CBPΔ1 trangenic mice exhibit impaired spatial learning. (A) Mean escape latency during acquisition of the hidden-platform version of the Morris water maze. CBPΔ1 transgenic mice (n = 9) have a significant overall impairment in acquisition as compared to wild-type littermates (n = 12). (B) Mean percent time spent in each quadrant during the post-training probe trial on day ten. CBPΔ1 transgenic mice (n = 9) spent significantly less time in the target quadrant, where the platform was located during training, than did wild-type littermates (n = 12). (C) Mean escape latency during acquisition of the visible-platform version of the Morris water maze. A different group of mice were tested in the visible-platform experiment than those tested in the hidden-platform experiment.
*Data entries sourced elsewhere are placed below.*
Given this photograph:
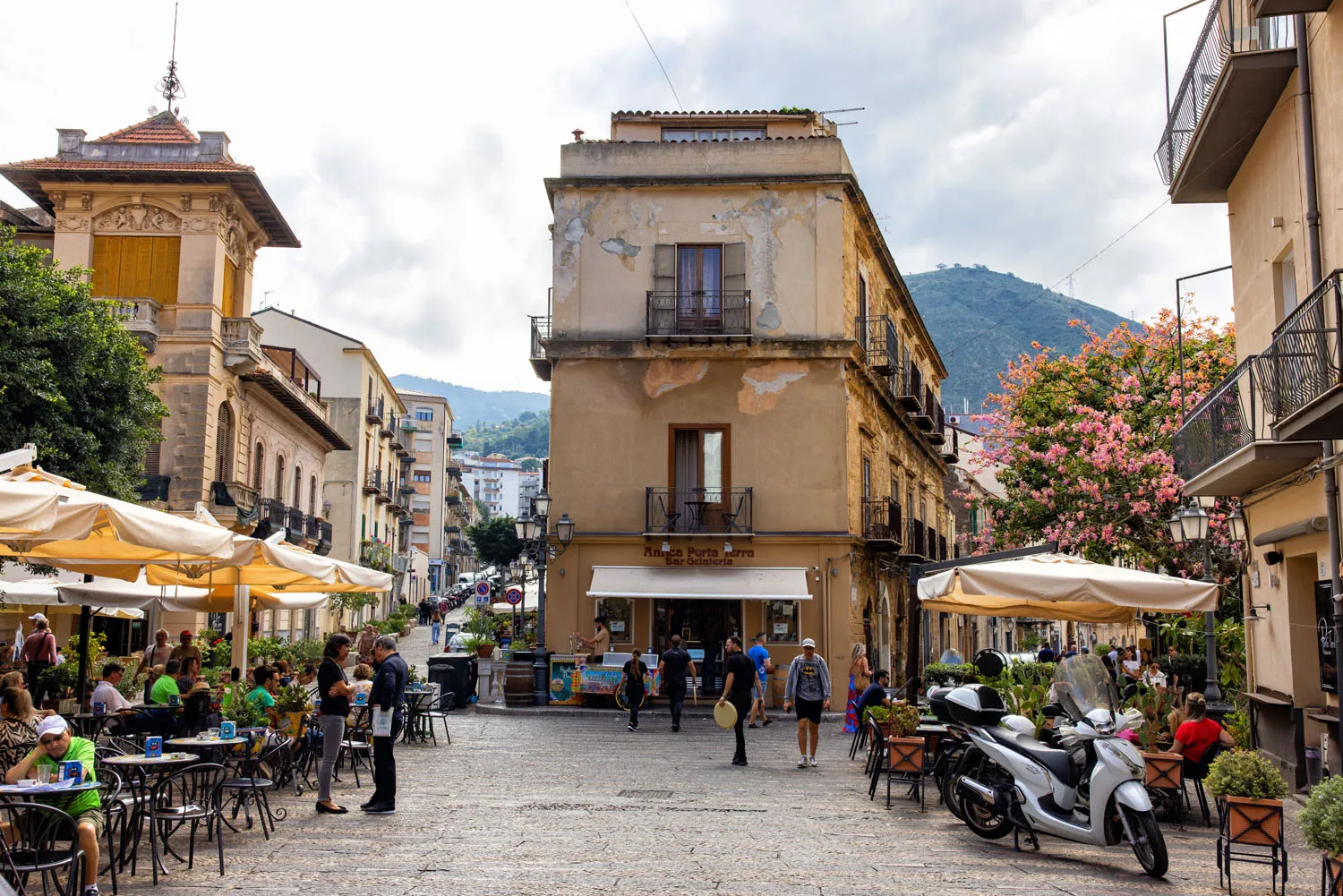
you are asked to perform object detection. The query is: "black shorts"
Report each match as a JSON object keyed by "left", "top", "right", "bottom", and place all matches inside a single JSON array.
[{"left": 792, "top": 700, "right": 825, "bottom": 725}]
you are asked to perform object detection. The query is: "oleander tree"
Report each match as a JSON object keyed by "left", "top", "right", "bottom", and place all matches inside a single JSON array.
[{"left": 967, "top": 304, "right": 1240, "bottom": 582}]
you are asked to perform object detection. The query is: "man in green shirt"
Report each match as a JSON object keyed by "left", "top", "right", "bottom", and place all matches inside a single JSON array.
[
  {"left": 150, "top": 660, "right": 182, "bottom": 705},
  {"left": 4, "top": 716, "right": 107, "bottom": 896}
]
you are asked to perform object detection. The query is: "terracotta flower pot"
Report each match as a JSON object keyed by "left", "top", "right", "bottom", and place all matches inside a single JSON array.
[{"left": 1221, "top": 797, "right": 1283, "bottom": 846}]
There was no difference observed between CBPΔ1 transgenic mice (n = 8) and wild-type littermates (n = 5) in the visible platform version of the Morris water maze. ^* indicates p < 0.05.

Figure 6.

CBPΔ1 transgenic mice exhibit impaired long-term memory for contextual fear conditioning but normal cued fear conditioning. (A) Training and 24 h long-term memory test during contextual fear conditioning. There was no difference in freezing behavior between CBPΔ1 transgenic mice (n = 18) and wild-type littermates (n = 20) during the first 2.5 min before the shock is presented (preshock) or the 0.5 min after the shock (post-shock). However, CBPΔ1 transgenic mice exhibited a significant decrease in freezing in a 24 h retention test, performed in the same conditioned context, as compared to wild-type littermates. (B) Training and 1 h short-term memory test during contextual fear conditioning. CBPΔ1 transgenic mice (n = 11) and wild-type littermates (n = 11) showed no differences in freezing in a 1 h retention test, performed in the same conditioned context. (C) Training and 24 h long-term memory test during cued fear conditioning. No differences in freezing behavior were observed between CBPΔ1 transgenic mice (n = 14) and wild-type littermates (n = 8) during training or the 24 h retention test. The 24 h test was performed in a novel context for cued fear conditioning. ^* indicates p < 0.05.